El 1 de enero del 2010, en mi post “La Conjura del 2009” explicaba que terminaba un año que me había aportado profundas transformaciones en mis retos profesionales y manifestaba que lo que todavía no sabía es hacia dónde me llevaría todo ese proceso.

Ese proceso de renovación personal y profesional del que hablaba me llevó a mi actual posición de Consultora en RocaSalvatella , un singular y único concepto de consultoría estratégica centrada en ayudar a las empresas e instituciones a desarrollar sus negocios y sus equipos humanos mediante estrategias basadas en las lógicas digitales.

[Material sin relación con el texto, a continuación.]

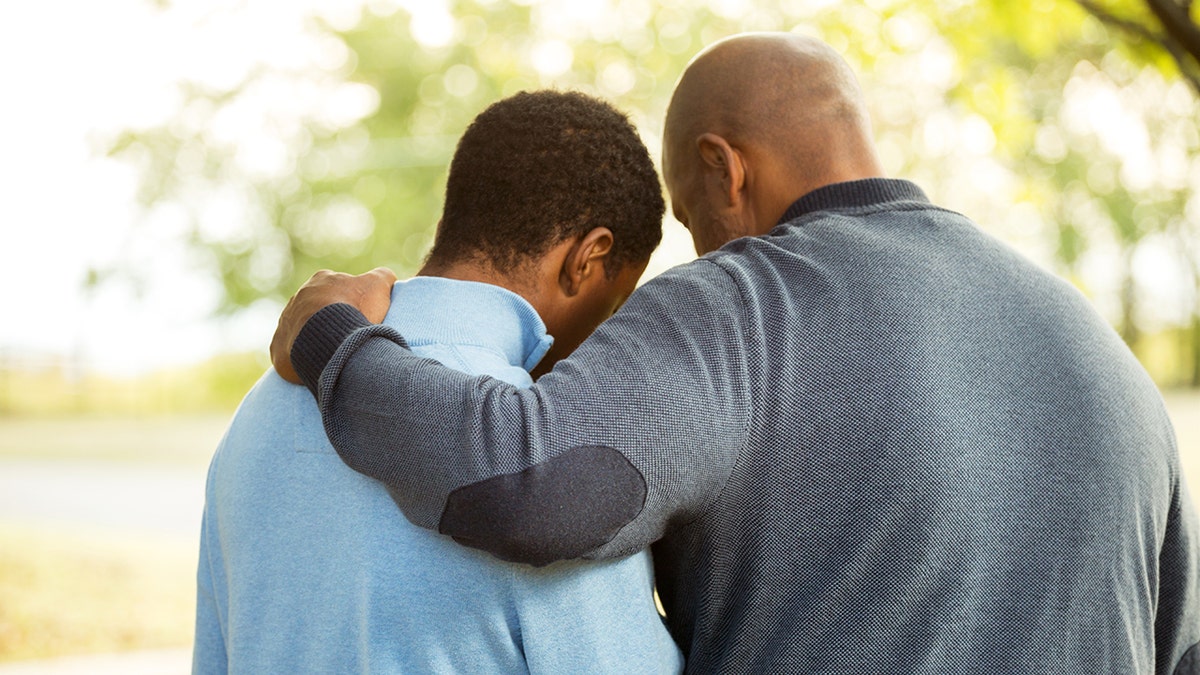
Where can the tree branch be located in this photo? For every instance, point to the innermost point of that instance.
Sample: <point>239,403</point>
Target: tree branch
<point>1177,23</point>
<point>1187,60</point>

RocaSalvatella es mucho más que una simple consultoría. Más allá de la vertiente puramente profesional, el gran atractivo a nivel personal de RocaSalvatella es que en su renovado despacho está naciendo una tribu que va tomando forma día a día, incorporando nuevos miembros y definiendo y redefiniendo las dinámicas y conexiones personales entre sus integrantes. Es evidente que la convivencia nunca es fácil y menos en entornos definidos por la presión de las entregas y las agendas. Por eso es tan importante lograr la configuración de una Tribu, en toda la dimensión del término.

En su libro “El Elemento”, Ken Robinson habla de la importancia de “Encontrar tu Tribu” y afirma que para la mayoría de la gente, conectar con otras personas que compartan la misma pasión y el mismo deseo de sacar el máximo partido de sí mismos es parte fundamental de encontrarse en su Elemento.

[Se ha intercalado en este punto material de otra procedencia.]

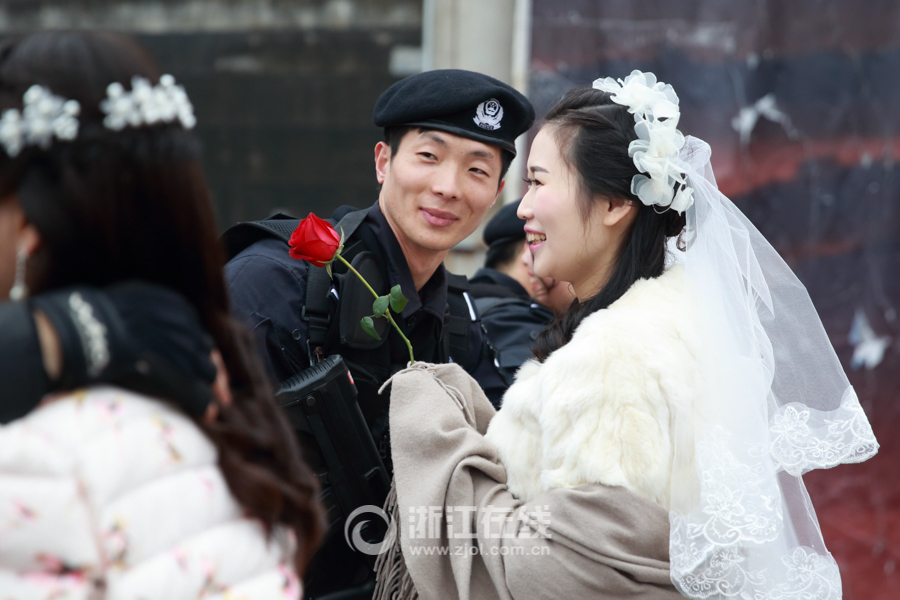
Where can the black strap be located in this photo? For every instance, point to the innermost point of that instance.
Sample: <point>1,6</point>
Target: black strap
<point>485,305</point>
<point>457,323</point>
<point>491,290</point>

Dice Robinson que lo que conecta a una tribu es un compromiso común con aquello para lo que sienten que han nacido. Esto puede ser extraordinariamente liberador, sobre todo si uno se ha dedicado a su pasión en solitario. Hallar la tribu correcta puede ser imprescindible para encontrar nuestro Elemento. Por otra parte, sentir en lo más profundo del alma que uno está con la tribu equivocada es probablemente un buen signo de que hay que buscar en alguna otra parte.

Sigue Robinson que encontrar tu tribu puede tener efectos transformadores en tu sentido de la identidad y tus objetivos. Esto se debe a tres poderosas dinámicas tribales: ratificación, inspiración y la “alquimia de la sinergia”. 

Según el autor, los grandes equipos creativos son heterogéneos y dinámicos: están compuestos por personas con habilidades diferentes pero complementarias entre sí. La diversidad de talentos es importante pero no suficiente. Las diferentes formas de pensamiento pueden ser un obstáculo para la creatividad. Los equipos creativos encuentran la forma de utilizar sus diferencias y energías, no sus puntos débiles. Tienen un proceso mediante el cual sus fuerzas se complementan a la vez que compensan las debilidades de cada uno. Son capaces de desafiarse entre sí como iguales, y tomar las críticas como un incentivo para avivar el juego.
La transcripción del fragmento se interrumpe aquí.